Por mais que a narração esboce uma certa esperança nos últimos versos, o tom pessimista, ao meu ver, já instaurado com a quebra da inocência, se eleva na sequência final. O uso de “What a Wonderful World”, tal qual em Bom Dia, Vietnã (“Good Morning, Vietnam”; 1987), de Barry Levinson, realça a ambiguidade entre o horror do que se vê e a expectativa de que algum dia tudo possa ser diferente. Aqui, porém, a versão que ouvimos é a de Soap&Skin. Mais lenta, mais sombria, parece ter sido contaminada pela desesperança das imagens, tornando a construção atmosférica da obra ainda mais pesada. O laranja, que demarcou as transições e apareceu pontualmente ao longo do curta, toma conta da tela. Brasas intensas que modulam sem direção certa. Florestas enormes sendo consumidas por chamas ainda maiores. Queimadas que se estendem até onde os olhos podem alcançar. O cinza também se faz muito presente, notável nos objetos completamente destruídos pelo fogo e nas colossais nuvens de fumaça que dominam os céus. Imageticamente, apenas no âmbito estético, é possível enxergar uma beleza na maneira como todos esses elementos, de cores incandescentes e formas volumosas, se dispõem nos planos. Uma beleza catastrófica e apocalíptica, difícil de ser plenamente apreciada considerando a gravidade do contexto em que esses registros foram capturados.

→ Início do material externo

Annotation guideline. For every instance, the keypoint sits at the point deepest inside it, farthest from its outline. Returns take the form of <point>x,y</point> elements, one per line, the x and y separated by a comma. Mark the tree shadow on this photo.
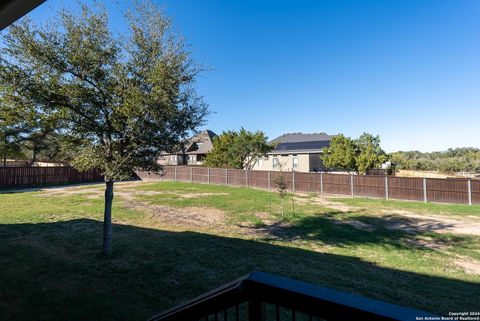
<point>340,229</point>
<point>53,271</point>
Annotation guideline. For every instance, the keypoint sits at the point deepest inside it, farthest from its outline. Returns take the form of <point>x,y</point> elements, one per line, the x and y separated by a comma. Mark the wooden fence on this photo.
<point>13,177</point>
<point>460,191</point>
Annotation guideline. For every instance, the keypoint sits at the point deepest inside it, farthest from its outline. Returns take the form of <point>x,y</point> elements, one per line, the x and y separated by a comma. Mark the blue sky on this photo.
<point>408,71</point>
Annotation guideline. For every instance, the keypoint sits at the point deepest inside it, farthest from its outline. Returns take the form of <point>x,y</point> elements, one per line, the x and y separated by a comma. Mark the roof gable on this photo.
<point>298,142</point>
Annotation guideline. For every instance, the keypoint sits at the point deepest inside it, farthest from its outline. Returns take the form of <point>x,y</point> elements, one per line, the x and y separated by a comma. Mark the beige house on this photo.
<point>195,151</point>
<point>295,152</point>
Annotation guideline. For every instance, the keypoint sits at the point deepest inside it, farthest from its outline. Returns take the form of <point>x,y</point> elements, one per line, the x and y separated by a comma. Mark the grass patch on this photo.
<point>51,267</point>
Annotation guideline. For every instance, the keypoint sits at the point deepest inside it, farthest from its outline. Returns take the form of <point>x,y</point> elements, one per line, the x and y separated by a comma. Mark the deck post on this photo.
<point>321,184</point>
<point>256,310</point>
<point>469,187</point>
<point>386,188</point>
<point>425,190</point>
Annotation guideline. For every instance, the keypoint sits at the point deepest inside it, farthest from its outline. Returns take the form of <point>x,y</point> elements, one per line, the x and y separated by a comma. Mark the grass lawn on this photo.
<point>173,241</point>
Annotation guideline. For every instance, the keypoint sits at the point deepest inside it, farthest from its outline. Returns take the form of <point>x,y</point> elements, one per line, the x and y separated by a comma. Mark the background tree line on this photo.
<point>449,161</point>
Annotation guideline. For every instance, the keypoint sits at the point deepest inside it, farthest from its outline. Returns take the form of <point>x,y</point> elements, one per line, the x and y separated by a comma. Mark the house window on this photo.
<point>295,162</point>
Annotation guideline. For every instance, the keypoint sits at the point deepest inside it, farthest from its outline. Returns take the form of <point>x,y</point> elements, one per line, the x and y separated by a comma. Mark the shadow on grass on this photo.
<point>53,271</point>
<point>340,229</point>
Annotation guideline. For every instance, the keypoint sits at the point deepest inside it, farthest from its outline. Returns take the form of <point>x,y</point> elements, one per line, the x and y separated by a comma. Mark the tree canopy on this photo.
<point>358,155</point>
<point>449,161</point>
<point>121,99</point>
<point>238,149</point>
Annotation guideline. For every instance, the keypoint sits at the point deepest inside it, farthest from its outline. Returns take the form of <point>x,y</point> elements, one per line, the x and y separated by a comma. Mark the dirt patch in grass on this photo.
<point>426,242</point>
<point>469,265</point>
<point>182,216</point>
<point>322,201</point>
<point>358,225</point>
<point>180,195</point>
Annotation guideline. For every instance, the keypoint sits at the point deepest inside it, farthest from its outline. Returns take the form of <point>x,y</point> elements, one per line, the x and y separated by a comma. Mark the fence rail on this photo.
<point>458,191</point>
<point>13,177</point>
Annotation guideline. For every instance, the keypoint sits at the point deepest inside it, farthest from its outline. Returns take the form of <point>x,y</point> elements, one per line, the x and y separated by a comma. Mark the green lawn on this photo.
<point>419,207</point>
<point>50,267</point>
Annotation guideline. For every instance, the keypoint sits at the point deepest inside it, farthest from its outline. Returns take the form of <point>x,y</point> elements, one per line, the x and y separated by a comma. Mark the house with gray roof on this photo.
<point>193,152</point>
<point>296,152</point>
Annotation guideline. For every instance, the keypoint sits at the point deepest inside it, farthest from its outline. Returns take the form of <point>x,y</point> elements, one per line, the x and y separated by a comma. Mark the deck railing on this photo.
<point>261,296</point>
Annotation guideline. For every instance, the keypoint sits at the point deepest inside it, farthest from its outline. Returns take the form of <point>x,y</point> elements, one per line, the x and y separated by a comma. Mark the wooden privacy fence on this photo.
<point>460,191</point>
<point>12,177</point>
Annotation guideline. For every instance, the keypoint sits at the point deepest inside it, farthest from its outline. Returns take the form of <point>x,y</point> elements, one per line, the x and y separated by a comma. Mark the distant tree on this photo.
<point>369,154</point>
<point>12,128</point>
<point>238,149</point>
<point>357,155</point>
<point>449,161</point>
<point>341,153</point>
<point>123,98</point>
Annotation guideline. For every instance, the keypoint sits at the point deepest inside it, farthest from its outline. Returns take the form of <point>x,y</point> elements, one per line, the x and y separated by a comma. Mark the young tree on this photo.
<point>369,154</point>
<point>238,149</point>
<point>359,155</point>
<point>126,98</point>
<point>341,153</point>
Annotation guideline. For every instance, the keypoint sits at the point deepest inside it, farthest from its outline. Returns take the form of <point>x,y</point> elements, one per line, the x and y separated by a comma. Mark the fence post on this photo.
<point>269,179</point>
<point>425,190</point>
<point>386,188</point>
<point>351,185</point>
<point>293,182</point>
<point>321,184</point>
<point>469,186</point>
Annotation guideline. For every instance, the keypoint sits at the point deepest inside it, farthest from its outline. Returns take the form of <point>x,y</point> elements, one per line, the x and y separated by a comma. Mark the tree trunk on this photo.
<point>107,218</point>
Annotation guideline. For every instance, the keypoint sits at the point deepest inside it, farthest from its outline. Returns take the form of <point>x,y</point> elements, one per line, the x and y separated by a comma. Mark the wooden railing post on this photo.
<point>425,190</point>
<point>293,182</point>
<point>469,188</point>
<point>269,179</point>
<point>351,185</point>
<point>386,188</point>
<point>321,184</point>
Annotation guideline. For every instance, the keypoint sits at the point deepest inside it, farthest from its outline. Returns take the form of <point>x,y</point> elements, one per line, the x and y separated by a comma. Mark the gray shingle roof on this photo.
<point>201,143</point>
<point>301,143</point>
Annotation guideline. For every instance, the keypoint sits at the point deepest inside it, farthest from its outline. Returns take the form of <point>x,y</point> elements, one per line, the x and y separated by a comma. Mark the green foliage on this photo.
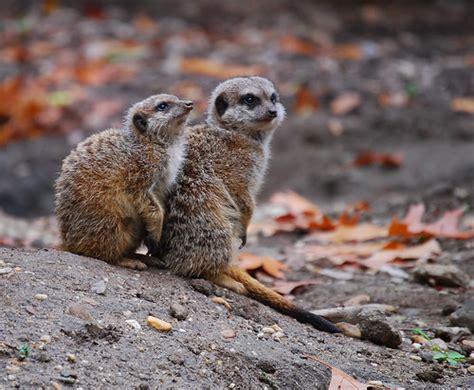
<point>421,333</point>
<point>23,351</point>
<point>451,357</point>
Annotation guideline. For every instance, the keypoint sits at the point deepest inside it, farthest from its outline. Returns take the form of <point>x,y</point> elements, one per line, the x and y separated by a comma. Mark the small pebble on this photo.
<point>415,358</point>
<point>134,324</point>
<point>350,330</point>
<point>278,335</point>
<point>99,287</point>
<point>176,359</point>
<point>178,311</point>
<point>222,301</point>
<point>41,297</point>
<point>10,368</point>
<point>158,324</point>
<point>228,333</point>
<point>79,311</point>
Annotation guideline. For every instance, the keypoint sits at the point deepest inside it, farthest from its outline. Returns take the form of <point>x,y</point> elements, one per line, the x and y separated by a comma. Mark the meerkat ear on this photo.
<point>221,104</point>
<point>140,122</point>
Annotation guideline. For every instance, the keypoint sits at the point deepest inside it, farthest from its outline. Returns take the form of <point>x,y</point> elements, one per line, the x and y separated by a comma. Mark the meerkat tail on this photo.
<point>263,294</point>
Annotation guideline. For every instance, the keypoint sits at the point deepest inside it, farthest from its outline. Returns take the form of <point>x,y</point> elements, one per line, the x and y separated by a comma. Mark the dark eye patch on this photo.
<point>250,100</point>
<point>162,106</point>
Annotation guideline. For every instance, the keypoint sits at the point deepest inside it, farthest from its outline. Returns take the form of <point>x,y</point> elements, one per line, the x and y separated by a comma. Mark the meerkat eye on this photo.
<point>162,106</point>
<point>250,100</point>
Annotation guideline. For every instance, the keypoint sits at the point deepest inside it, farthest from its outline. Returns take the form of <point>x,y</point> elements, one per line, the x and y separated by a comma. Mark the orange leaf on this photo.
<point>339,379</point>
<point>298,46</point>
<point>463,105</point>
<point>306,101</point>
<point>271,266</point>
<point>217,70</point>
<point>284,287</point>
<point>446,226</point>
<point>425,250</point>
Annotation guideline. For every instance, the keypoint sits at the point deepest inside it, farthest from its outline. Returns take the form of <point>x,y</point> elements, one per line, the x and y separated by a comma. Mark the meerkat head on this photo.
<point>246,104</point>
<point>159,116</point>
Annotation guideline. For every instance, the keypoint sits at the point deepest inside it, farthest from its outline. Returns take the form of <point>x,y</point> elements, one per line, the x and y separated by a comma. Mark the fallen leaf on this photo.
<point>285,287</point>
<point>426,250</point>
<point>463,105</point>
<point>217,70</point>
<point>305,100</point>
<point>446,226</point>
<point>345,103</point>
<point>271,266</point>
<point>350,233</point>
<point>390,160</point>
<point>339,379</point>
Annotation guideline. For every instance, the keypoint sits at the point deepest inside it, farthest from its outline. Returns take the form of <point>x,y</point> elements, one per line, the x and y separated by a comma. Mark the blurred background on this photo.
<point>379,95</point>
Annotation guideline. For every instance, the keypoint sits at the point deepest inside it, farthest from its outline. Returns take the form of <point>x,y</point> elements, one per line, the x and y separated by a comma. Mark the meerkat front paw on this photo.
<point>132,264</point>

No final das contas, o que me marcou em minha experiência com “As Quatro Estações” foi justamente essa contemplação desconfortável do que bate na tela, a qual sinto ter sido propositalmente provocada pelo filme. Ele escolhe e organiza suas imagens com muita eficácia, amarra-as através de uma montagem bem ritmada e uma narração assertiva em suas proposições e em seu tom, e enriquece o todo incorporando músicas que adicionam sutis, mas valorosas, camadas de subtexto. Formalmente, uma unidade muito virtuosa, mas que, não por isso, nos cega da fealdade do problema. Muito pelo contrário, somos constantemente cutucados, provocados e levados a nos perguntar: ainda é possível alterar o curso das coisas? Se sim, por que ainda não começamos?